After a made my first figure I had started this one but did not get to finish it until today. Anyway here is attempt #2. Hopefully Ill get better the more I make. Im currently in the process of making #3 but I might scrap that one and try another. Not sure if I like it yet (its a sitting figure)


----------



## Paulus (May 31, 2008)

Pleased to meet this dude Shawn! I like his hat; very well done. 
The legs looks a bit short but on the other hand it gives the figure a sort of own character. 
What do you use to sculpt your figures with?


----------



## snowshoe (Jan 2, 2008)

Thanks Im using premo clay. Im going to try the sculpty next and try wire instead of foil for the skeleton. After seeing Erics article in GR it gave me some good pointers so far. (Nice article Eric)


----------



## peter bunce (Dec 29, 2007)

Hi Shawn,

Just a check - you have got the PDF on figure construction from Chris Walas? 

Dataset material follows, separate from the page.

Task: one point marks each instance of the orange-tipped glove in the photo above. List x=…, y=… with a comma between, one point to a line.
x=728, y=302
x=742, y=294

If not Jerry Barnes has a topic on them at -- 



http://www.mylargescale.com/Community/Forums/tabid/56/aff/21/aft/119979/afv/topic/Default.aspx


They are PDF's so use the 'save target as' to download them


----------



## snowshoe (Jan 2, 2008)

Posted By peter bunce on 04 Jan 2012 05:54 AM 
Hi Shawn,

Just a check - you have got the PDF on figure construction from Chris Walas? 

If not Jerry Barnes has a topic on them at -- 



http://www.mylargescale.com/Community/Forums/tabid/56/aff/21/aft/119979/afv/topic/Default.aspx


They are PDF's so use the 'save target as' to download them 



Thanks Peter Ill have to check them out.


----------



## Torby (Jan 2, 2008)

Forget the sculpy. Premo is much nicer.


----------



## Phippsburg Eric (Jan 10, 2008)

I like the feel of Super Sculpy. It is smooth and easy to form at least when new. It gets harder when it has sat around for a while but still kneeds out nicely with a little work and forms well. makes good sharp impressions and smooth surfaces. can be worked very thin. 

I tried Fimo and didnt like it...it was tough to get the shape without bending or damaging previous work. Make the face and the back of the head was flat. regular sculpy is much like the Fimo and not as good as "super sculpy"

The second Dude looks great Shawn!


----------



## snowshoe (Jan 2, 2008)

Thanks again guys. Ill have try the super sculpy and premo and see what works best. The sculpy was a little hard to work with. (then yet I did have it sitting around for a while) Not very soft. Ill have to experiment and see what works best. Eric great article in R. Im looking forward to seeing the next steps. I like the idea of using wire. Will give that a try next. Foil works but can be a little pain to work with. Seems to break easy when twisting.


----------



## BillinOregon (Feb 6, 2012)

Wow, those links are priceless.


----------



## Phippsburg Eric (Jan 10, 2008)

Shawn--
I use wire in my other life as a boat builder. I use it to assemble pre-cut plywood panels into boat shapes before gluing them with epoxy. I use copper because it is easy to work with my fingers and doesn't break too easily when I twist it tight. The same wire was a natural choice for me to use to make figures.


----------